|Devil Summoner: Soul Hackers Arrange Sound Track|
|Catalog Number: N/A|
|Released On: August 30, 2012|
|Composed By: Toshiko Tasaki, Shoji Meguro, Tsukasa Masuko|
|Arranged By: Atsushi Kitajoh|
|Published By: Atlus|
|Recorded at: Unknown|
|Format: 1 CD|
01 - Opening Movie
02 - Naomi Battle
03 - Urabe Battle
04 - Event Battle 2
05 - Normal Battle
06 - Hotel Gomaden
Devil Summoner: Soul Hackers was a Megami Tensei RPG first released on the Sega Saturn then remade for the Playstation. The Playstation version was submitted for approval for a North American release but was denied by Sony. This is too bad, because Soul Hackers was an excellent and highly original cyberpunk RPG. A 3DS update of the game was released in Japan recently, and I hope it makes the leap across the pond.

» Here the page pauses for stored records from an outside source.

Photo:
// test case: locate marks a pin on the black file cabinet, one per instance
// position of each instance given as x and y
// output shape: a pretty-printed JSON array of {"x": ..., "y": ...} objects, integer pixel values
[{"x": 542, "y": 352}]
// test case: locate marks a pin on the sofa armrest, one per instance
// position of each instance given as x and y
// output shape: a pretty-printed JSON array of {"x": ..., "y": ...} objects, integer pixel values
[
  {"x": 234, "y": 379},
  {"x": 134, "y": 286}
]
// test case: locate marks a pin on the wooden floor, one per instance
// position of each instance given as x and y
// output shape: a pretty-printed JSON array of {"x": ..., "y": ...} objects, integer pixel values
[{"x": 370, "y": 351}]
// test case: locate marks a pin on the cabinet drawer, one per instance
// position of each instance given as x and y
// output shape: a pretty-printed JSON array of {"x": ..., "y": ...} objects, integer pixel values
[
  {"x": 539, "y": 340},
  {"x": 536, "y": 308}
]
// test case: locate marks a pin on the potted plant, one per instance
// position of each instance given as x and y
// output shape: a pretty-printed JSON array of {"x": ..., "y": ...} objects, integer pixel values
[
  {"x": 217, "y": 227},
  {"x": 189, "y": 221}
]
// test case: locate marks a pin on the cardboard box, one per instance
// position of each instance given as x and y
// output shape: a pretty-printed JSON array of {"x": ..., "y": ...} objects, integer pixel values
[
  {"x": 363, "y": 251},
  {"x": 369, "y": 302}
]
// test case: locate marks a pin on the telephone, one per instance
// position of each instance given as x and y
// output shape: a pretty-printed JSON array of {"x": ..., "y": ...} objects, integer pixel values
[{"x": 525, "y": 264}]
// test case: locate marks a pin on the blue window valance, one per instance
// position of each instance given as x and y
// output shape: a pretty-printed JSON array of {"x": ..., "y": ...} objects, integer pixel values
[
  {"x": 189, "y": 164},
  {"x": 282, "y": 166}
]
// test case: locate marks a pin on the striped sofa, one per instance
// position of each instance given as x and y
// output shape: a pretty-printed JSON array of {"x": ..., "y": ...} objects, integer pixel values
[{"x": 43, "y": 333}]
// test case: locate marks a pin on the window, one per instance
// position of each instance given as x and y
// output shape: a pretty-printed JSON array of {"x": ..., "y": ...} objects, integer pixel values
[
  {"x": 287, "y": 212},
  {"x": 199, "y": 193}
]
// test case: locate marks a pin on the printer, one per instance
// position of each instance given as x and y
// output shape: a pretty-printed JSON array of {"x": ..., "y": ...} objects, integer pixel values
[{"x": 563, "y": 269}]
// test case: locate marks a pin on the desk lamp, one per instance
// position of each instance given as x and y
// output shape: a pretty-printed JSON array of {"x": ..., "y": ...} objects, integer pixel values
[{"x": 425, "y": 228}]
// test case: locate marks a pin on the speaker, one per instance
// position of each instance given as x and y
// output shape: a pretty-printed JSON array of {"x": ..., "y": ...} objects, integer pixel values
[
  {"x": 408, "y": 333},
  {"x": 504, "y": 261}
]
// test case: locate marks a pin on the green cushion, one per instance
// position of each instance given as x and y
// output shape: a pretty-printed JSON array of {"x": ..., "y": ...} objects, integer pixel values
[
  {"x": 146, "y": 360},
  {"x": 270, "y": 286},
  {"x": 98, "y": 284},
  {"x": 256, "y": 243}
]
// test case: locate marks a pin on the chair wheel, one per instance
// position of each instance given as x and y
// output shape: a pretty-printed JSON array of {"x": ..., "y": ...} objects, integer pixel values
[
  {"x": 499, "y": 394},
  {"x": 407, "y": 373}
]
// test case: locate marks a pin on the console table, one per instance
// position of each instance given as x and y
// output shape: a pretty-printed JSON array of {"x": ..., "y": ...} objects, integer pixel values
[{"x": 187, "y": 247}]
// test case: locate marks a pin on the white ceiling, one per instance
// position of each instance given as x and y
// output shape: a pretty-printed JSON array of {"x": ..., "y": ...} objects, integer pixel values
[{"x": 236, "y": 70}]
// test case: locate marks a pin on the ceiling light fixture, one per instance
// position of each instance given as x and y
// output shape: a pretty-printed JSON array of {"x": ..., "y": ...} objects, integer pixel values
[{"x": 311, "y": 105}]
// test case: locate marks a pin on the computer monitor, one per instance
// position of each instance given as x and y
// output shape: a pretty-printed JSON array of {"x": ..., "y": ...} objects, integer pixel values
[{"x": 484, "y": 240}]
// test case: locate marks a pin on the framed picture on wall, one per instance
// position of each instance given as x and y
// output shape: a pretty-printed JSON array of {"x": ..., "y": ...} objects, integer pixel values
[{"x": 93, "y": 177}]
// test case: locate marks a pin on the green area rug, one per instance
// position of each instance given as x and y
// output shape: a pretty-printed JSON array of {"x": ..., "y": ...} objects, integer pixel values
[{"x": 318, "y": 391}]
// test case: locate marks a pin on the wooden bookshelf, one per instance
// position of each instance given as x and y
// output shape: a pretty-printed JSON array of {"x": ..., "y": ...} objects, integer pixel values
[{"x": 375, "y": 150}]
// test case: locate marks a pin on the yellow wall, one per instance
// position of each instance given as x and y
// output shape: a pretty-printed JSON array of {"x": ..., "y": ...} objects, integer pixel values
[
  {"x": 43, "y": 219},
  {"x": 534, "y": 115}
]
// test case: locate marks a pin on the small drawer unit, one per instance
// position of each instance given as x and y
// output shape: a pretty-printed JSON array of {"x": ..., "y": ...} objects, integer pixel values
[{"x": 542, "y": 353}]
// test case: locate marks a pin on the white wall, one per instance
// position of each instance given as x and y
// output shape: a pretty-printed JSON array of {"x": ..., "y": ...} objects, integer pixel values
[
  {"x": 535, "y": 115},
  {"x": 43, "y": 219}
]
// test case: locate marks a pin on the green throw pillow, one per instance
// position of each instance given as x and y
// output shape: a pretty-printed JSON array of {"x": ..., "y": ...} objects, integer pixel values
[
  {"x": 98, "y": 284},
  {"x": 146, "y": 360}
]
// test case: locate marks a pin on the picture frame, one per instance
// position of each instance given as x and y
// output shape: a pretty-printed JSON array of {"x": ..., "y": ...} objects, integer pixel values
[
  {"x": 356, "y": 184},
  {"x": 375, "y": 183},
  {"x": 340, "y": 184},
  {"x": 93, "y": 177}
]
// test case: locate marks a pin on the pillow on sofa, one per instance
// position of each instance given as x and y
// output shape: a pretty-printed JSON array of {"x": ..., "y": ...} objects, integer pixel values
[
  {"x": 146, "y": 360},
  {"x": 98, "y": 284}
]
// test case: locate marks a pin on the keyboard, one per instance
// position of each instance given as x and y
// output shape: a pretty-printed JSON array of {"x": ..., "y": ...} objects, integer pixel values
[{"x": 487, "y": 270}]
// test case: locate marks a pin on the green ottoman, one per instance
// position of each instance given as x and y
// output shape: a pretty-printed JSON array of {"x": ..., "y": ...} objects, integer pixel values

The game is decidedly an "old school" Megami Tensei game, and its music reflects that. This is intended as a compliment, because old school Megami Tensei music is really good. One of my absolute favorite video game soundtracks is that of the original 1996 Playstation version of Persona. Its "stream of consciousness" sound is more darkly twisted than the more melodic pieces in the Persona 2 games or the more sample-laden pieces in Persona 3 or 4. Soul Hackers' music also falls in that more "stream of consciousness" vein, with a greater emphasis on atmospheric instrumentation rather than vocal clips and samples. I'm happy to say that this brief, but excellent, arrange album maintains the integrity of the chosen compositions while also invigorating them. The beefed up instrumentation feels like these pieces spent years at the gym and put on 20 pounds of pure, solid, rippling muscle.
The six tracks on this album consist of four battle themes and two non-battle themes. The battle themes are the Naomi battle theme (she's one of the antagonists with the Phantom Society), the Urabe battle theme (from the Urabe "vision quest" chapter in the game), the second "event battle" theme, and the regular battle theme. All of these are fantastic in their own ways, but my favorite was easily the Naomi battle theme, because hit a lot of my musical hot buttons. The punk-thrashy main riff made me want to leap into a circle moshpit, the searing solo made me want to throw up the devil horns, and the proggy keyboards made me want to close my eyes and let the music wash over me. I know that sounds like an odd combination of musical flavors, but it works exceedingly well.
Although the 3DS update of Soul Hackers has an all-new opening movie with brand new music, it also features the original opening movie and music as well. The opening song on this soundtrack is a fuller arrangement of the original opening theme with delightfully crunchy guitars. I like that the voice clips are used more sparingly than in the original song and are slightly distorted, almost like how some modern rock bands utilize turntables through Marshall stacks to give the samples some edge.
The longest track is the Hotel Gomaden arrangement, and while it's not a guitar driven heavy rock piece like the others, it's still an engaging piano-driven piece of music that sounds appropriately demonic. This is appropriate, since the Gomaden is where players mess around with demon fusion. If Persona's Velvet Room music was a girl, Soul Hackers' Hotel Gomaden music would be her more sinister sister.
This brief, but excellent, soundtrack left me excited and wanting more. Every piece of music was fantastic and held my attention through a handful of replays. I loved every last note, but wished there were more than six tracks. Still, Devil Summoner: Soul Hackers Arrange gave my ears 17 of the most satisfying minutes they've had this year, and this only makes me clamor for the game even more.